La experiencia enseña a predecir, con cierta probabilidad de acierto, las opciones de éxito de un deportista a partir de dos atributos físicos básicos. El optimismo no se percibe en la sonrisa, siempre engañosa, sino que se lee en la mirada, cuando es decidida y limpia, fija en un punto, como a punto de disparar una llamarada. El pesimismo, en cambio, se observa en la parte posterior del cuello. A partir de cierto ángulo, difícilmente medible a simple vista, las posibilidades de triunfo tienden a cero. Y Alberto Ginés, cuando apareció en el escenario del bullicioso recinto de escalada de Le Bourget, lo hizo con la cerviz bordeando el ángulo recto.
Tenía ante sí el reto de repetir el oro olímpico conseguido en Tokio 2020, aunque en una prueba modificada, desligada la velocidad (la que entonces le hizo un icono) del búlder y la dificultad, su gran especialidad. Si esta última se disputara por separado, algo que seguramente ocurrirá en Los Ángeles 2028 (y lo celebra), su medalla se habría dado prácticamente por segura. Pero también tenía que pasar por la estación del búlder. Y en ella, más todavía que en la clasificatoria, encalló en París hasta convertir en inalcanzable el objetivo de repetir medalla.
Sabía que era su talón de Aquiles. «Quien esperara una medalla mía, es que no sabía mucho de escalada, la verdad», dice después el chico, visiblemente cojo por una lesión en el dedo gordo del pie izquierdo que se produjo en una competición en marzo y que le ha obligado a disputar estos Juegos Olímpicos infiltrado, con dolor.
Ginés, más ágil y resistente que potente y explosivo, más gacela que búfalo, era consciente de sus limitaciones en el búlder, un parcial consistente en completar tres agarres en cuatro ejercicios diferentes, en los que la dificultad entraña en imprimir la potencia necesaria para alcanzar cada bulón y después poder sostenerse en él sin caerse. Prueba que aspira a no repetir nunca más si, como parece, se desliga de la escalada para el próximo ciclo olímpico.
Error en el primer movimiento
Y, en el primer de los bulones, agua. En un muro en el que cinco de los ocho competidores completaron, lo que reporta 25 puntos, Ginés no fue capaz ni de llegar al primer agarre. Un cero que no iba a ser capaz de remontar, pues tampoco supo hollar el 25 en los tres restantes. Con un rendimiento peor que en la clasificatoria, escalar hasta las medallas era ya una quimera.

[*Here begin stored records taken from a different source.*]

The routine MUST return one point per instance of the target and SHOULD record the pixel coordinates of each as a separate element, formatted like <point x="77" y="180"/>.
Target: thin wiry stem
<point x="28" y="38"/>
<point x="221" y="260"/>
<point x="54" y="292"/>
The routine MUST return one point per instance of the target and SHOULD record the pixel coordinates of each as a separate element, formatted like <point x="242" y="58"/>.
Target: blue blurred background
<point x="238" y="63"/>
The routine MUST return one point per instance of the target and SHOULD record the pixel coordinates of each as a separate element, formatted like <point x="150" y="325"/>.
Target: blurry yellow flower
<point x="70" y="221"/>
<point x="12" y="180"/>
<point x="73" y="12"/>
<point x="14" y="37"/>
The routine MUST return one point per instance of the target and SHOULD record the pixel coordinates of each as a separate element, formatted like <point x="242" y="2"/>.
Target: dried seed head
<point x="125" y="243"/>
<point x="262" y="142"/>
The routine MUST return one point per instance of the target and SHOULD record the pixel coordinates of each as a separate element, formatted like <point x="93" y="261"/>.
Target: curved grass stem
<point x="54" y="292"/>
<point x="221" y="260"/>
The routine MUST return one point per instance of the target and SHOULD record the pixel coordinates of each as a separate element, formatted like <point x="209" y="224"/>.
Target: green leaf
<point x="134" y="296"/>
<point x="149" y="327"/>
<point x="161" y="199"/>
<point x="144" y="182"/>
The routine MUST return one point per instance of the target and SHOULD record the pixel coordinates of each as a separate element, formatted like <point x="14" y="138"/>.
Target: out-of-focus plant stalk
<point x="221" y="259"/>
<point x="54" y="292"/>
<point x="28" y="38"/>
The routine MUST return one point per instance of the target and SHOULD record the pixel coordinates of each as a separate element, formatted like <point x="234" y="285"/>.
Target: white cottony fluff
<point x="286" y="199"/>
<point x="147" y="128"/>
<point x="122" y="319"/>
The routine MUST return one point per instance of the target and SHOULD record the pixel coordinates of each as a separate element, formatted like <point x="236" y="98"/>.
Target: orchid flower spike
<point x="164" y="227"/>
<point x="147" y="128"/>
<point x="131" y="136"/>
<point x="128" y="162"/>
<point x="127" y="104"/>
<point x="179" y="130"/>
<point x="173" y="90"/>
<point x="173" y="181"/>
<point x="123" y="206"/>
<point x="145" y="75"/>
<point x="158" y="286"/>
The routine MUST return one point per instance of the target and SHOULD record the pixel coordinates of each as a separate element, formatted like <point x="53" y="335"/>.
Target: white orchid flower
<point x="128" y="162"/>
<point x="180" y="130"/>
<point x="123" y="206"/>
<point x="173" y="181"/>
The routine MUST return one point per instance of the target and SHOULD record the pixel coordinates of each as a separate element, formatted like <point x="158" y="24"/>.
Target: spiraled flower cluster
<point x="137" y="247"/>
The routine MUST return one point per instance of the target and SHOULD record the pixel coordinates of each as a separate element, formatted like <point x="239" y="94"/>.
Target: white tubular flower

Le quedaba la resistencia, escalar una pared trufada de agarres durante 40 segundos, en la que se otorgan más puntos cuanto más alto se llegue. Pero dados sus exiguos 24,1 puntos en búlder, el peor de todos empatado con el checo Ondra, tenía que aspirar a un 100 prácticamente imposible y rezar para sus rivales fallaran uno detrás de otro. No ocurrió ni una cosa ni la otra.
Antes de competir, en quinta posición, ya sabía que era matemáticamente imposible alcanzar las medallas, pues tres de sus cuatro rivales ya habían superado el 124,1 al que el extremeño podía aspirar como puntuación máxima. Y sin nada que ganar, pero tampoco nada que perder, Ginés se dio el gustazo de completar una ascensión que rozó la perfección, 92,1 puntos que volvieron a demostrar que es uno de los mejores escaladores del mundo en resistencia. Aunque solo le sirvió para ser séptimo en esta final olímpica.
«Ya dije que estar en la final era el objetivo principal. Hace tres años, después de ganar el oro, ya nos parecía complicado estar aquí en París. Lo hemos conseguido y estamos contentos por esa parte. Si hubiese podido hacer el primer movimiento bien, habría podido luchar un poco más, pero no ha podido ser», lamentaba después Ginés, con más realismo que frustración. De nuevo con la cerviz inclinada. Quizá para Los Ángeles, ya sin el maldito búlder, la puede volver a erguir.